首先给出窗口数据文件的格式,便于自己训练
窗口文件的格式如下:
# 图像索引(举例:# 1就表示第一个图像,注意#号与数字之间有空格)
图像的路径
图像通道数
图像高度
图像宽度
窗口数目
类标,与前景目标的重叠率,x1,y1,x2,y2
注:x1,y1,x2,y2是窗口的左上和右下的坐标
为了理解的更清楚我这里举个例子:
# 1 /1.jpg 3 720 480 100 1 1 0 0 100 100 2 30 100 1500 1500
上述的例子表示一个编号为1的图像相对路径为/1.jpg,通道为3,高度为720
宽度为480,窗口数目为100,类标为1,与前景目标的重叠率为0.8,类标为1窗口的左上坐标为(0,0),右下坐标为(100,100)

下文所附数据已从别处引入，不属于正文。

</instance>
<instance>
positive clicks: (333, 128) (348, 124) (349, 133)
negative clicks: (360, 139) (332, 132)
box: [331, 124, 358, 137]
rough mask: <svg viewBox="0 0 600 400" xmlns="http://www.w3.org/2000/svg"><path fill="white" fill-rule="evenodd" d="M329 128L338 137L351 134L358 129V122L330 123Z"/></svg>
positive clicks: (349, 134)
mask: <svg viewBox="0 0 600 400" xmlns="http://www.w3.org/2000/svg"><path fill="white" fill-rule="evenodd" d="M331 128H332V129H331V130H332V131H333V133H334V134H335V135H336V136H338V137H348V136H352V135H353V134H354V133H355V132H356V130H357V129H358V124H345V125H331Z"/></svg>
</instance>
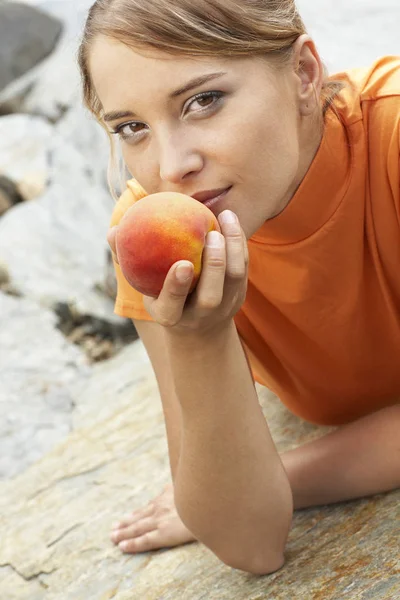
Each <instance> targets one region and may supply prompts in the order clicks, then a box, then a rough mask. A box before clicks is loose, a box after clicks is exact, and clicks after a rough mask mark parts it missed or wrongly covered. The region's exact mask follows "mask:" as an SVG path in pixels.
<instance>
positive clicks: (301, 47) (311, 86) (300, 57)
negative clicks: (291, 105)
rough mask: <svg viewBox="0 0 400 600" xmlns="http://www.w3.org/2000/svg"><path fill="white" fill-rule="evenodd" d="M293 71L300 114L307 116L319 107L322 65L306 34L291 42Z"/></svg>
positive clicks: (323, 75)
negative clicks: (294, 76)
mask: <svg viewBox="0 0 400 600" xmlns="http://www.w3.org/2000/svg"><path fill="white" fill-rule="evenodd" d="M293 71H294V76H295V82H296V94H297V100H298V105H299V110H300V114H301V115H302V116H308V115H310V114H313V113H314V112H315V110H317V109H318V108H319V98H320V95H321V89H322V84H323V81H324V66H323V64H322V61H321V58H320V56H319V54H318V52H317V49H316V47H315V44H314V42H313V40H312V39H311V38H310V36H309V35H307V34H303V35H301V36H299V37H298V38H297V40H296V41H295V43H294V44H293Z"/></svg>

类标为2的窗口的左上角坐标为(30,100),右下角的坐标为(1500,1500)。有多少窗口后面就这么继续写下去
接下来给出该层的参数:
- message WindowDataParameter {
- // Specify the data source.
- // 装有窗口数据的列表文件
- optional string source = 1;
- // For data pre-processing, we can do simple scaling and subtracting the
- // data mean, if provided. Note that the mean subtraction is always carried
- // out before scaling.
- // 是否需要缩放图像中的像素值,注意哈这不是缩放图像的大小,是拿图像的像素值乘以这个
- optional float scale = 2 [default = 1];
- // 平均值文件路径
- optional string mean_file = 3;
- // Specify the batch size.
- // 批大小
- optional uint32 batch_size = 4;
- // Specify if we would like to randomly crop an image.
- // 随机crop的图像块的大小
- optional uint32 crop_size = 5 [default = 0];
- // Specify if we want to randomly mirror data.
- // 是否随机镜像图像
- optional bool mirror = 6 [default = false];
- // Foreground (object) overlap threshold
- // 前景重叠阈值
- optional float fg_threshold = 7 [default = 0.5];
- // Background (non-object) overlap threshold
- // 背景重叠阈值
- optional float bg_threshold = 8 [default = 0.5];
- // Fraction of batch that should be foreground objects
- // 每一批中有多少比例应该是前景(也就是是你要检测的物体)
- optional float fg_fraction = 9 [default = 0.25];
- // Amount of contextual padding to add around a window
- // (used only by the window_data_layer)
- // 是否需要在窗口周围padding
- optional uint32 context_pad = 10 [default = 0];
- // Mode for cropping out a detection window
- // warp: cropped window is warped to a fixed size and aspect ratio
- // square: the tightest square around the window is cropped
- // crop的模式,square还是warp
- optional string crop_mode = 11 [default = "warp"];
- // cache_images: will load all images in memory for faster access
- // 是否将文件缓冲到内存
- optional bool cache_images = 12 [default = false];
- // append root_folder to locate images
- // 图像文件根目录
- optional string root_folder = 13 [default = ""];
- }
我们给出该类的定义:
- /**
- * @brief Provides data to the Net from windows of images files, specified
- * by a window data file.
- * 从图像文件的窗口获取数据,需要指定窗口数据文件
- * TODO(dox): thorough documentation for Forward and proto params.
- */
- template <typename Dtype>
- class WindowDataLayer : public BasePrefetchingDataLayer<Dtype> {
- public:
- explicit WindowDataLayer(const LayerParameter& param)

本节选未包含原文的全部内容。